It's been decades since I've done that level of statistical analysis and, at that, long before spreadsheets and Excel/LibreOffice/OLE/DDE/COM etc. To answer your question no, that's not really what I had in mind. I think the chart you did with the big bubble on the left and, what I'll call, noise after that using reserve date was wrong. Not that what you did was, in any way, wrong. It was statistically insignificant (my hypothesis). If, however, you used config date I believe it would correlate better. What separates multiple regression from linear regression is one can add other independent variables such as EAP or FSD. I believe the macro is linest() in spreadsheets but I suspect what it would do is just give you a number representing significance of the independent variable to the dependent variable. A sure sign of age, I'm having a hard time coming up with what the dependent variable is. This is something Ben Sullins excels at data science. There is a flaw using reservation date as they were queued from 3/31/16 or earlier to June 18? When they were producing a few hundred a week that's nothing compared to 5500/wk. So if one came up with a 'best fit' line...but line for what? Again, no obvious dependent variable.
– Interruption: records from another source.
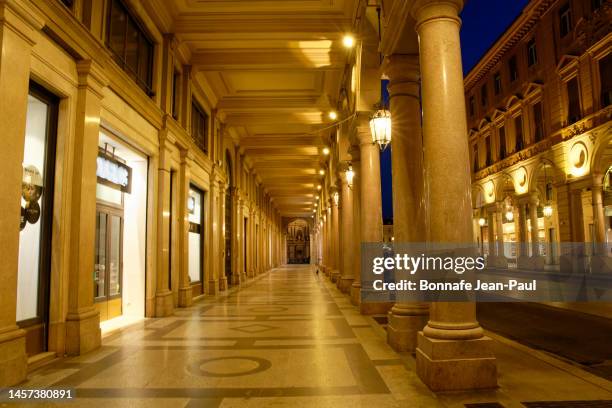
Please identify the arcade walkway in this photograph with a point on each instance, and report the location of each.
(287, 338)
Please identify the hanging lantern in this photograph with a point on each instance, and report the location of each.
(380, 126)
(350, 174)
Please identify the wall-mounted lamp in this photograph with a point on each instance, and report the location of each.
(380, 126)
(350, 174)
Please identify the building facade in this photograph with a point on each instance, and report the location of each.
(539, 118)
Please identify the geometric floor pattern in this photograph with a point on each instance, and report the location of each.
(288, 338)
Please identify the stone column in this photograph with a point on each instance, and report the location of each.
(17, 36)
(347, 271)
(213, 227)
(83, 319)
(537, 261)
(599, 227)
(356, 237)
(221, 237)
(406, 319)
(452, 352)
(500, 260)
(185, 292)
(371, 201)
(490, 232)
(335, 237)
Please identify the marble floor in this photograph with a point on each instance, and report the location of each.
(288, 338)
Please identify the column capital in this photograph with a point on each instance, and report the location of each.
(401, 68)
(425, 11)
(91, 75)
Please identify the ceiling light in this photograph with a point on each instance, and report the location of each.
(348, 41)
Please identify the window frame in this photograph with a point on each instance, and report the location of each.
(146, 84)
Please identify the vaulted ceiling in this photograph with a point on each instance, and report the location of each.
(274, 67)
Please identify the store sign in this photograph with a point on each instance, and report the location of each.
(115, 174)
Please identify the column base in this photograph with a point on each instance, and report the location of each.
(222, 284)
(213, 287)
(356, 294)
(453, 365)
(83, 332)
(164, 304)
(344, 284)
(13, 358)
(370, 308)
(185, 296)
(402, 329)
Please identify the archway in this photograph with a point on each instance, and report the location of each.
(298, 242)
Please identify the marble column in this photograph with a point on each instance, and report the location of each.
(406, 319)
(356, 231)
(490, 232)
(452, 352)
(185, 292)
(223, 284)
(83, 319)
(213, 227)
(537, 261)
(371, 201)
(164, 300)
(347, 255)
(17, 36)
(599, 227)
(335, 237)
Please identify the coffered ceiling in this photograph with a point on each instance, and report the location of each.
(274, 66)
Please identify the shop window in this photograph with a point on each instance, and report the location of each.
(176, 81)
(502, 143)
(565, 20)
(34, 264)
(538, 121)
(518, 129)
(513, 67)
(483, 95)
(199, 126)
(497, 83)
(130, 46)
(573, 101)
(532, 53)
(195, 207)
(605, 76)
(472, 106)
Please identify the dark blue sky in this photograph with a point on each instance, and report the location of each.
(483, 22)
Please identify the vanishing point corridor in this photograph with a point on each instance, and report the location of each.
(287, 338)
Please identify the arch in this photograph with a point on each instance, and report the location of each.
(504, 186)
(512, 101)
(601, 158)
(298, 240)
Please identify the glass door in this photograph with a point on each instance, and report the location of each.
(36, 218)
(108, 265)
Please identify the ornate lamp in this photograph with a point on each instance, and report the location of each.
(380, 126)
(350, 174)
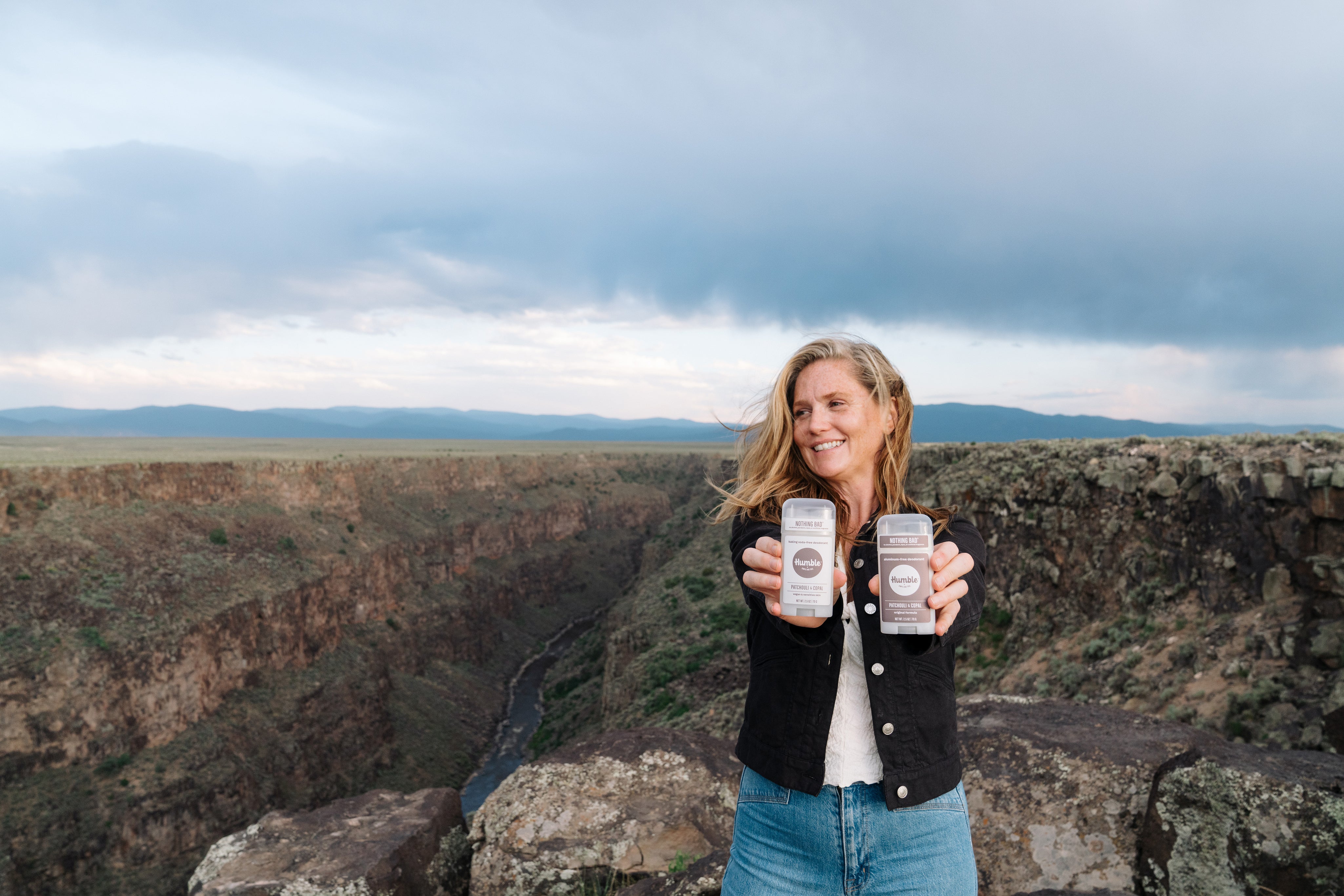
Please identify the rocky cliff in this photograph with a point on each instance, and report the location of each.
(1194, 580)
(185, 647)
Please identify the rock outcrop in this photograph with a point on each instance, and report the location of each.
(631, 804)
(1057, 790)
(382, 843)
(1076, 798)
(186, 647)
(1240, 820)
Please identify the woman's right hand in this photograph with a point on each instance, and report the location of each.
(764, 575)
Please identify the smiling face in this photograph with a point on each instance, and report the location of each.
(838, 426)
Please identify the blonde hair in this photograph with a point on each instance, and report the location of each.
(771, 467)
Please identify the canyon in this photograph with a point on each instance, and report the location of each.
(186, 647)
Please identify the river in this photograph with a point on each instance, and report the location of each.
(525, 715)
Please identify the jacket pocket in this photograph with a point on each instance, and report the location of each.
(756, 789)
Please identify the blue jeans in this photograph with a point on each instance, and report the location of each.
(847, 842)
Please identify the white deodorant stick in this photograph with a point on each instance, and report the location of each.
(808, 532)
(905, 545)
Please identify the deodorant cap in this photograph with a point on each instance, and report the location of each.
(905, 525)
(810, 509)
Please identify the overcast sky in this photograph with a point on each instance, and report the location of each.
(1127, 209)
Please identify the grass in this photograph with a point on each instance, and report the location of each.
(42, 450)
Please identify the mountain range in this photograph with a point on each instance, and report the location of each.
(949, 422)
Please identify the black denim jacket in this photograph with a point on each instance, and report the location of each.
(796, 672)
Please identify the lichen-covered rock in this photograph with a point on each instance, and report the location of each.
(1057, 790)
(378, 844)
(629, 803)
(1233, 820)
(703, 878)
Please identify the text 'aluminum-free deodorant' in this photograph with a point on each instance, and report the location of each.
(808, 534)
(905, 545)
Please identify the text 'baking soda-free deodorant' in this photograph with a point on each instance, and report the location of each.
(808, 534)
(905, 545)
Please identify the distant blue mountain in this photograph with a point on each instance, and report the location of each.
(933, 424)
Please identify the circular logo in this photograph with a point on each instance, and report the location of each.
(904, 580)
(807, 563)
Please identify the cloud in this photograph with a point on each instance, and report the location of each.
(1151, 174)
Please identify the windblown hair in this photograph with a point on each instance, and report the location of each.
(772, 468)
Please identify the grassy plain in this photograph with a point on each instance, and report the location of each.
(74, 450)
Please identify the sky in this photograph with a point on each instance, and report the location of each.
(1124, 209)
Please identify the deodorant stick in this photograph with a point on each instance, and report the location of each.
(905, 545)
(808, 532)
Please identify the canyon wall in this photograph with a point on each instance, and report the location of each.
(187, 645)
(1194, 580)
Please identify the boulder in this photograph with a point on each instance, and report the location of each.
(629, 803)
(1233, 819)
(381, 843)
(1057, 790)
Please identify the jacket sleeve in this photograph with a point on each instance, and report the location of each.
(745, 535)
(964, 534)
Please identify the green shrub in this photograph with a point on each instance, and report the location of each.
(729, 617)
(698, 587)
(113, 765)
(1097, 649)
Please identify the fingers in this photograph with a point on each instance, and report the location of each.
(804, 623)
(958, 567)
(941, 555)
(762, 582)
(762, 561)
(947, 616)
(769, 546)
(953, 593)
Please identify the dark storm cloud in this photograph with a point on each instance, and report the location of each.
(1143, 172)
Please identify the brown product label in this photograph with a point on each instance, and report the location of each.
(906, 585)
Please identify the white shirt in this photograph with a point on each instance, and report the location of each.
(851, 746)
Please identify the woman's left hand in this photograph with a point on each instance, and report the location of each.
(948, 566)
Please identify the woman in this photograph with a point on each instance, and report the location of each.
(853, 780)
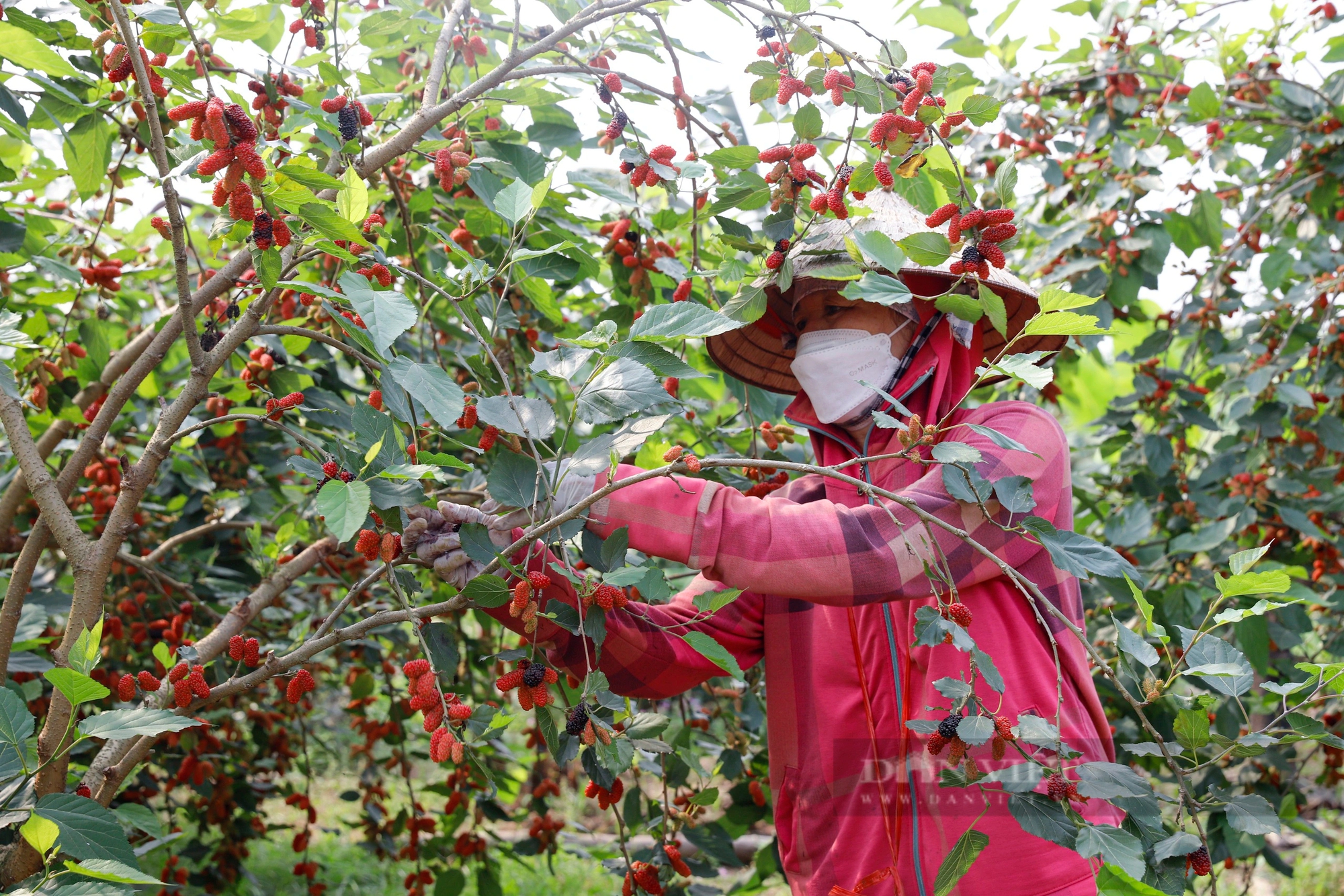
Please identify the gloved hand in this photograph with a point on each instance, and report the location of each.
(433, 534)
(433, 537)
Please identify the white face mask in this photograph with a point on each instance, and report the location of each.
(831, 363)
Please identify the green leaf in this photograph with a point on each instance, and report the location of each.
(386, 312)
(1252, 815)
(88, 152)
(88, 831)
(41, 834)
(515, 482)
(1061, 300)
(1244, 561)
(1064, 324)
(962, 307)
(1026, 369)
(1179, 844)
(714, 652)
(1006, 182)
(681, 320)
(345, 506)
(807, 123)
(1044, 817)
(927, 248)
(514, 204)
(943, 18)
(15, 721)
(880, 288)
(28, 52)
(734, 158)
(1118, 847)
(329, 222)
(487, 592)
(1111, 780)
(77, 687)
(714, 601)
(142, 721)
(995, 310)
(1114, 882)
(268, 265)
(311, 178)
(878, 248)
(1191, 729)
(112, 871)
(959, 860)
(1276, 582)
(443, 648)
(1204, 103)
(432, 388)
(142, 817)
(980, 109)
(353, 202)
I think I'll review examples maybe on Kahn Academy for statistical analysis.
Null hypothesis 1 - no correlation between config date delivery date
Null hypothesis 2 - presence of EAP (FSD requires EAP) is irrelevant to delivery date distance from config date.
Is that helpful? BTW, thank you for your work on this.
When I was at Monster.com they had years worth of query data. I scienced the sugar out of that. Talk about big data and data mining!